The Congress today lost Punjab and failed to make a comeback in Uttarakhand, Goa and Manipur.
In Uttar Pradesh, with a vote share of just 2.3 per cent, the Congress is looking to win only two seats, despite a high-voltage campaign by Priyanka Gandhi Vadra - the party's UP in-charge - and Rahul Gandhi.
With its rapidly shrinking political space, the Congress now rules only two big states - Rajasthan and Chhattisgarh.
In Maharashtra, it is in a coalition with the Shiv Sena and Nationalist Congress Party (NCP).
Both the Gandhis acknowledged the drubbing on Twitter.
Rahul Gandhi said the party would learn from these election results.
"Humbly accept the people's verdict. Best wishes to those who have won the mandate. My gratitude to all Congress workers and volunteers for their hard work and dedication. We will learn from this and keep working for the interests of the people of India," he wrote on Twitter.
Priyanka Gandhi said party workers and leaders had worked hard but failed to convert it into votes.
"The vote of the people is paramount in a democracy. Our workers and leaders worked hard, established the organisation, fought on the issues of the people. But, we were not able to convert our hard work into votes," Priyanka Gandhi tweeted in Hindi.
"The Congress party, for the betterment of UP and the people, will continue to fulfil the duty of a combative opposition by following a positive agenda," she said.
The Congress's poor show will once again spotlight the Gandhis and questions on their leadership.
Rahul and Priyanka Gandhi were the only star campaigners in these elections.
They are likely to face questions over decisions like the eleventh-hour replacement of Amarinder Singh as Punjab Chief Minister and the portrayal of Charanjit Singh Channi as a Dalit leader, which apparently backfired.

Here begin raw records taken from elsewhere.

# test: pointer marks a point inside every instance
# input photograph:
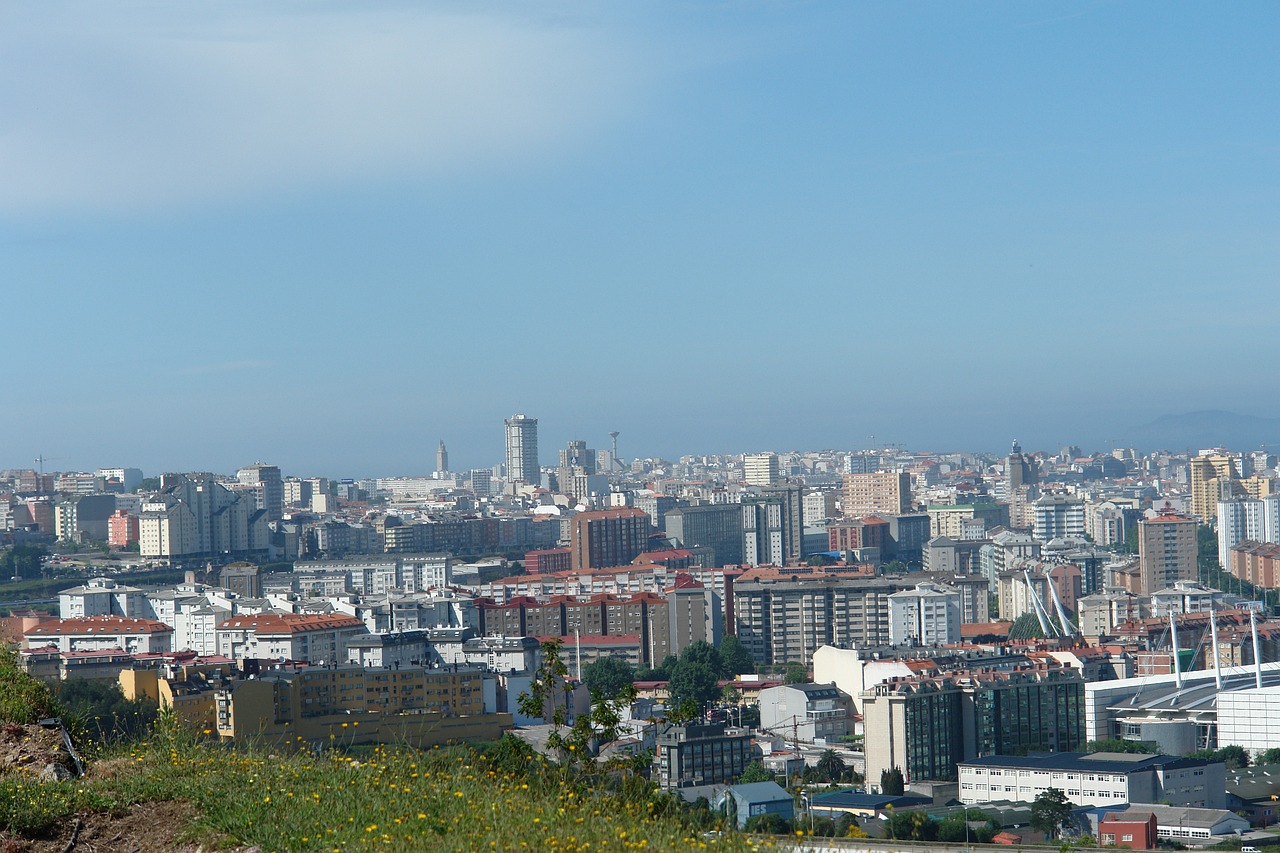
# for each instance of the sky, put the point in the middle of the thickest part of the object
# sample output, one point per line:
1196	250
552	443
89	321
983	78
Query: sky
330	235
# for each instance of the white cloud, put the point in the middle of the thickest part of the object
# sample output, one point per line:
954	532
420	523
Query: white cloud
158	105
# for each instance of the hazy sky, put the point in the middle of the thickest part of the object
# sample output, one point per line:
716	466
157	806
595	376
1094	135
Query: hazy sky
328	235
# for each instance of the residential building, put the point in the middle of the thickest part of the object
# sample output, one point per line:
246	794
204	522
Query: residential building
357	705
812	714
1166	551
1095	779
122	529
928	615
288	637
522	464
268	478
603	538
877	493
927	725
1057	515
714	530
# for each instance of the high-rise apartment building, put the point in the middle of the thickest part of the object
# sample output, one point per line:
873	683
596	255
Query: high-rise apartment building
877	493
760	469
712	527
1166	551
268	477
604	538
1212	477
522	450
1057	516
772	528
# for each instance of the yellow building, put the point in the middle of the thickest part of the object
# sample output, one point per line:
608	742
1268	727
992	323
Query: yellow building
1212	477
356	705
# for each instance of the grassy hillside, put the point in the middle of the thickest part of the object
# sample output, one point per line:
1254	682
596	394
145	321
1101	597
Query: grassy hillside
382	799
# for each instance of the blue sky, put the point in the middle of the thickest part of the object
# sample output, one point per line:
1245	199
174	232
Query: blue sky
329	235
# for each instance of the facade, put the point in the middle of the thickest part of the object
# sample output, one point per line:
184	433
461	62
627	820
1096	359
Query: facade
103	633
928	615
808	712
780	621
698	755
877	493
927	725
522	464
1095	779
268	478
603	538
1166	551
760	469
1256	562
772	528
288	637
714	529
356	705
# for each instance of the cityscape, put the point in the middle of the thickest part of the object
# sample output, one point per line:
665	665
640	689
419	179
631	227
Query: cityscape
1102	624
663	425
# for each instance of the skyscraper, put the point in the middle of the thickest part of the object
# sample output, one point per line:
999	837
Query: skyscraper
522	450
268	478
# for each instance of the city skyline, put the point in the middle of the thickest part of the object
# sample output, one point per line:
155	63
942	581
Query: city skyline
333	236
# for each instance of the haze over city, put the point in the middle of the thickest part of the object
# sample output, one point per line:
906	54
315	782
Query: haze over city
332	235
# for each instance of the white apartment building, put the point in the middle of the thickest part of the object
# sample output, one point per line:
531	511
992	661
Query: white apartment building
928	615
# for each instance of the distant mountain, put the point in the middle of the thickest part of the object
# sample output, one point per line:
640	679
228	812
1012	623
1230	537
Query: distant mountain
1198	429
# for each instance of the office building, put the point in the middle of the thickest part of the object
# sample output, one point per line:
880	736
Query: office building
1095	779
1056	515
772	527
698	755
877	493
928	615
522	451
760	469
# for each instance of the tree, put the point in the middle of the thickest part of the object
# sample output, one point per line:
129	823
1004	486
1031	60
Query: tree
1116	744
691	683
892	783
831	767
607	678
768	824
574	743
735	657
1050	812
795	674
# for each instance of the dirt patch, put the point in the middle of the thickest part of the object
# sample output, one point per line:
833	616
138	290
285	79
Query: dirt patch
146	828
35	752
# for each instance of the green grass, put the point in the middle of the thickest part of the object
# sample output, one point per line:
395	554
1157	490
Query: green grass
394	799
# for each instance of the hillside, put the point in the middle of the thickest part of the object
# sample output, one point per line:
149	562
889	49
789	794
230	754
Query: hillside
182	792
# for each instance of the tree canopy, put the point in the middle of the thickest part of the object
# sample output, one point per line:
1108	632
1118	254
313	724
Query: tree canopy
735	657
1050	812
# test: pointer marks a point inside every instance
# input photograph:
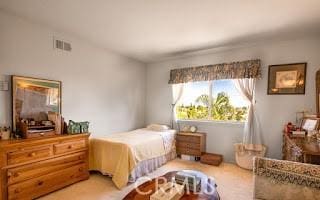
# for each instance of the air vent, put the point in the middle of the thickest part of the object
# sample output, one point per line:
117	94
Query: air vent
61	45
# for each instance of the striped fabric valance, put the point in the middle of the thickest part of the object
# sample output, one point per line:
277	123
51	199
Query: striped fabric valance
234	70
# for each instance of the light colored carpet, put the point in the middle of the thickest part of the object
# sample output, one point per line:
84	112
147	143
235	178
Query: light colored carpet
233	183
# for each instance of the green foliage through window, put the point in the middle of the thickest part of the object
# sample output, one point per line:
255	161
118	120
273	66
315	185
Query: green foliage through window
206	108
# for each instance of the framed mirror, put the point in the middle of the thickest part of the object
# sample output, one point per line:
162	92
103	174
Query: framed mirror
33	98
318	92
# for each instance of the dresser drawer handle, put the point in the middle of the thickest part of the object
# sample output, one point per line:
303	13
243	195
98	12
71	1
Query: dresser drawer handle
33	154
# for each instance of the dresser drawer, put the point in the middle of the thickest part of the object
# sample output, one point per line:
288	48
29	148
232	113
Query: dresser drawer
39	186
188	145
189	139
69	146
187	151
30	171
29	154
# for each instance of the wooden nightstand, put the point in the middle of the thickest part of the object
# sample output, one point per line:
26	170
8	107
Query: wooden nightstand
193	144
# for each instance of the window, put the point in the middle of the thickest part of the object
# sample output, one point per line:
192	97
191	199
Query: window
214	100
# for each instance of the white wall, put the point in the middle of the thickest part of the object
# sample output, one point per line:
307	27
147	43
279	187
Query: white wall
274	110
97	85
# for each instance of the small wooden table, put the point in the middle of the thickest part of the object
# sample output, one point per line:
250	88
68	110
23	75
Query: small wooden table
208	188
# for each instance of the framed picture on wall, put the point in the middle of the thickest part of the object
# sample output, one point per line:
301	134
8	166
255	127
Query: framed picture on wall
287	78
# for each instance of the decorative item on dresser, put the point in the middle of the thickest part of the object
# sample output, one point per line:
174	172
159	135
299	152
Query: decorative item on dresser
193	144
30	168
42	118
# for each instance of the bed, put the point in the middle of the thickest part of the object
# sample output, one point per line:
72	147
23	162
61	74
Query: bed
129	155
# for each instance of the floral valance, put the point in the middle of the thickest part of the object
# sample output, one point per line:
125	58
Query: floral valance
233	70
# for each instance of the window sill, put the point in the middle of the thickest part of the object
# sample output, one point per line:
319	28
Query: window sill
211	122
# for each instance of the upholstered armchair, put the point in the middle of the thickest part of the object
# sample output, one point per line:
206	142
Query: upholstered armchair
285	180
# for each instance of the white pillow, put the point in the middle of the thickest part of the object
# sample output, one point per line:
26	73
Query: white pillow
158	127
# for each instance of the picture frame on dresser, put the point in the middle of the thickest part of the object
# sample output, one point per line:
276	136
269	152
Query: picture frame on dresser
32	100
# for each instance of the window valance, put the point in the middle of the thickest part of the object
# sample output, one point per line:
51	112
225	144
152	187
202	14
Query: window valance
233	70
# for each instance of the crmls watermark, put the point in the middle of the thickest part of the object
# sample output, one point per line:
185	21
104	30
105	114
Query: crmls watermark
189	187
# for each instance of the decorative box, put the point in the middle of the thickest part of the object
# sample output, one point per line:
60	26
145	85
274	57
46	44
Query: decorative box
211	159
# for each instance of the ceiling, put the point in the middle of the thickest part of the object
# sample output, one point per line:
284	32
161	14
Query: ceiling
150	30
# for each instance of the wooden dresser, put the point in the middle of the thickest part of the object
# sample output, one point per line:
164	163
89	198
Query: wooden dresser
300	149
193	144
31	168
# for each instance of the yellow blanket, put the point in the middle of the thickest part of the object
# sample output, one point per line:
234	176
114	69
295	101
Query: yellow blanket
118	154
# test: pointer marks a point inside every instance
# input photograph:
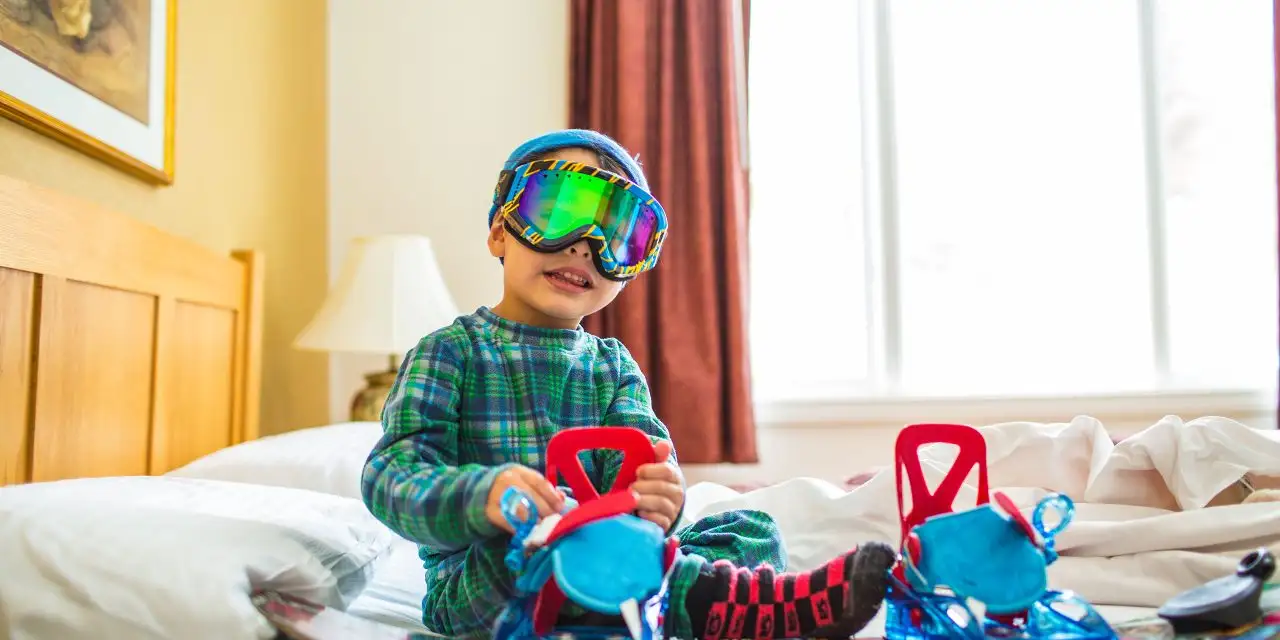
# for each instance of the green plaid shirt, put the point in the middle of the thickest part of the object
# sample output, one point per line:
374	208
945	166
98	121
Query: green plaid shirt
479	394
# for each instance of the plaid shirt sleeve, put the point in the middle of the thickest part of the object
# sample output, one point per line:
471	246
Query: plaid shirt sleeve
411	481
632	407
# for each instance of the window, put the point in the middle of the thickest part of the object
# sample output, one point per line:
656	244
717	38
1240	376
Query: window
1011	199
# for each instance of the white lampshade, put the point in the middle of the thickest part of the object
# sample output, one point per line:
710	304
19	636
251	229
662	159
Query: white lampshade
388	296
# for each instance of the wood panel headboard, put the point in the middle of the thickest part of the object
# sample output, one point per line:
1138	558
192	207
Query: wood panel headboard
123	350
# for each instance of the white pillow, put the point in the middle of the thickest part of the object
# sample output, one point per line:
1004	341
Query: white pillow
323	458
164	557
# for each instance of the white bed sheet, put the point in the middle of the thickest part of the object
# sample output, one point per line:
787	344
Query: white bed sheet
394	594
1142	530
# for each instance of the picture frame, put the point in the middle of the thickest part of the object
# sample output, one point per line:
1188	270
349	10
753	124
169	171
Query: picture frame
96	76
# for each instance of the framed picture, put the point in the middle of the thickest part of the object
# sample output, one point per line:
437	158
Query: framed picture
95	74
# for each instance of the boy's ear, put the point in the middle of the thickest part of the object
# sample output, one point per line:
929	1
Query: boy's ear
498	240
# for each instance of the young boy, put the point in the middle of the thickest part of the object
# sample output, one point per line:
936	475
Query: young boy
476	403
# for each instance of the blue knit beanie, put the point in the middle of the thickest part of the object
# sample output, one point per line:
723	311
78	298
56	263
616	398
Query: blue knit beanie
584	138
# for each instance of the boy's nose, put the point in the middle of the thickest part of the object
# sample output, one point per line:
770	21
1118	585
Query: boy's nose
580	248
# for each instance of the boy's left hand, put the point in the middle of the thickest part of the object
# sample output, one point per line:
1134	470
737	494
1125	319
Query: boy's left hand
661	489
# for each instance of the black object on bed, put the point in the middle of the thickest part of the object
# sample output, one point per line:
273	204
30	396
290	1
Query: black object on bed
1221	604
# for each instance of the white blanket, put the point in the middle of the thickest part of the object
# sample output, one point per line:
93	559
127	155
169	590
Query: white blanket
158	558
1142	531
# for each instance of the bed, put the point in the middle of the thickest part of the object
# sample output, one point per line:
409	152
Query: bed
126	353
123	350
138	501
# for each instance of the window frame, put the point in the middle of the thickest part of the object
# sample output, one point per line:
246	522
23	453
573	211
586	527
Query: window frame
885	401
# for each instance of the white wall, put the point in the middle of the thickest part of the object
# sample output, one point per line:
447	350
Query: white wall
426	97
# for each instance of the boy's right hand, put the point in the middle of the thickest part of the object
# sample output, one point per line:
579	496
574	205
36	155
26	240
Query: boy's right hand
545	497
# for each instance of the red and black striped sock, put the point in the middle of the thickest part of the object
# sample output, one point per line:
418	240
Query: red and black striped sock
833	600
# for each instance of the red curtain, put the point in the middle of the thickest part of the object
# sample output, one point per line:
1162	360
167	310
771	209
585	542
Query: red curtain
666	78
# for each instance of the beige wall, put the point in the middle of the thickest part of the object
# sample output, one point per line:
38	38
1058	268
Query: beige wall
250	170
426	99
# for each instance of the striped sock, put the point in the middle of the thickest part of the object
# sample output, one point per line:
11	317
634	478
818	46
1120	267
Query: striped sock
833	600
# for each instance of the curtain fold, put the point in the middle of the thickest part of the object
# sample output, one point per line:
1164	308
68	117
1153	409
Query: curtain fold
667	80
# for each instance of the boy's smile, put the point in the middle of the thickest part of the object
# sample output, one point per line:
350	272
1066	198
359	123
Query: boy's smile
570	279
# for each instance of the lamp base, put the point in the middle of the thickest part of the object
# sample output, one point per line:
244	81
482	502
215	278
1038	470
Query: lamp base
368	405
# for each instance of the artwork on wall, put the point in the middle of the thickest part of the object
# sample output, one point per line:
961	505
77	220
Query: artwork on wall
95	74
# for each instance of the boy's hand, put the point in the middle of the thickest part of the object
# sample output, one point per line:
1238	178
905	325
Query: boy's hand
547	498
661	489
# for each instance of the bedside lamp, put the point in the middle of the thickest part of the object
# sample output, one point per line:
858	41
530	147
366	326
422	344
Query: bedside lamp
388	296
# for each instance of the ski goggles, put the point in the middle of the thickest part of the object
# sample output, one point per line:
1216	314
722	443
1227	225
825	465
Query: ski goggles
553	204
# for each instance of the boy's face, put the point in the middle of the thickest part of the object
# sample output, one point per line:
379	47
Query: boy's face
554	289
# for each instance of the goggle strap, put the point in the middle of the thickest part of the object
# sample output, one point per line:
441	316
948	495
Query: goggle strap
503	187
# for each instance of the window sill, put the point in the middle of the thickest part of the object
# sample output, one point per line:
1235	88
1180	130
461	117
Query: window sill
1255	407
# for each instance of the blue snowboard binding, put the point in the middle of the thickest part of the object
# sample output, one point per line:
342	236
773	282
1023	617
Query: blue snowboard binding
595	554
981	572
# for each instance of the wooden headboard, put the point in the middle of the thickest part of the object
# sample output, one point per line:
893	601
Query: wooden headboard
123	350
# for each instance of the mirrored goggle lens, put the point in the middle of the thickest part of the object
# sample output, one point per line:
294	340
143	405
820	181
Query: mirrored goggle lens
561	204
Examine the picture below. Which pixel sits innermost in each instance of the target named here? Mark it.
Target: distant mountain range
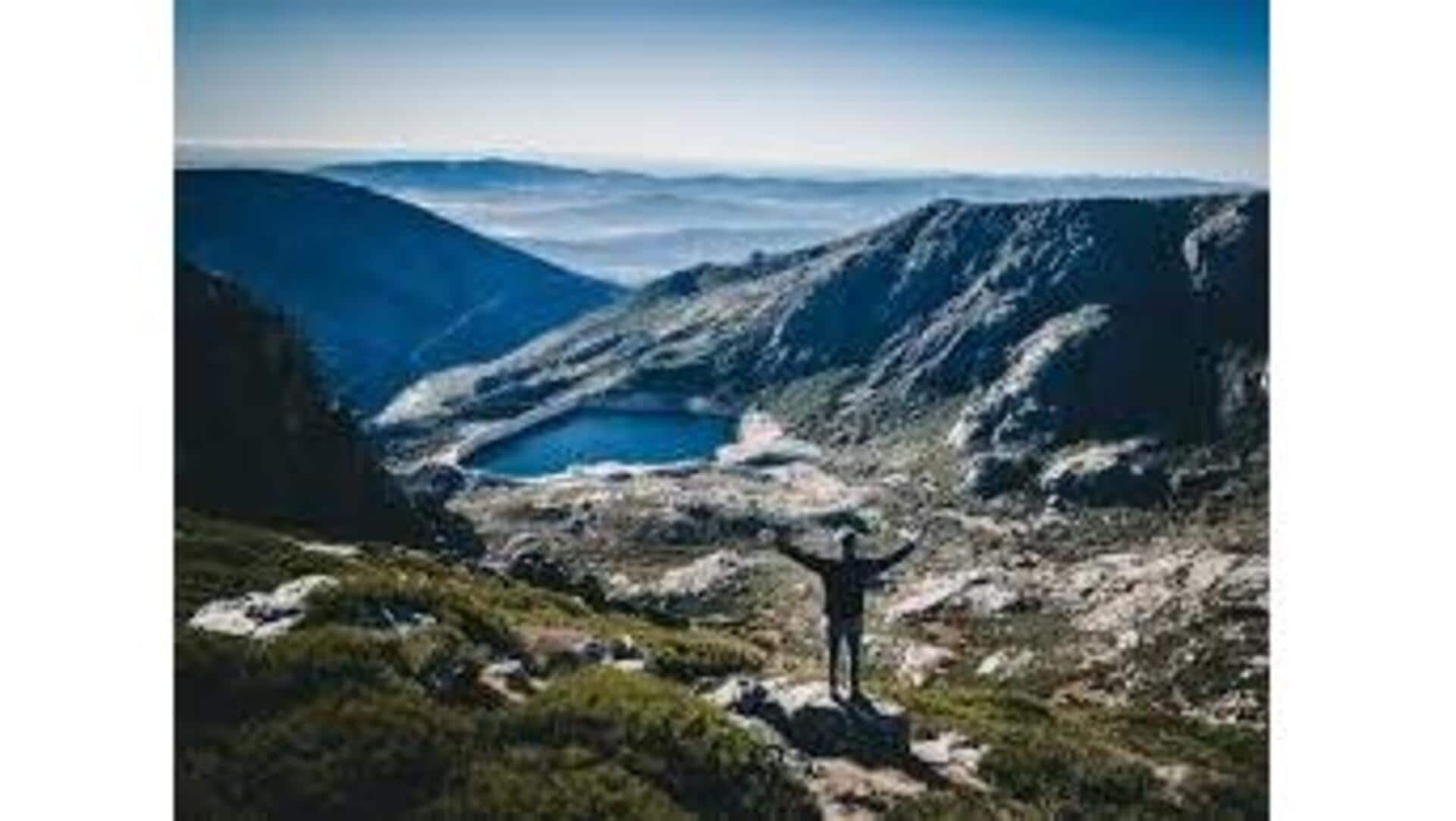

Leaders of the G-23 - the 23 dissidents who wrote to Sonia Gandhi asking for a visible and full-time leadership of the party and sweeping organisational changes - again pitched for change today.
"All of us who believe in Congress are hurting from the results of the recent assembly elections. It is time to reaffirm the idea of India that the Congress has stood for and the positive agenda it offers the nation," wrote Shashi Tharoor, a member of that group.
"And to reform our organisational leadership in a manner that will reignite those ideas and inspire the people. One thing is clear - Change is unavoidable if we need to succeed," he tweeted.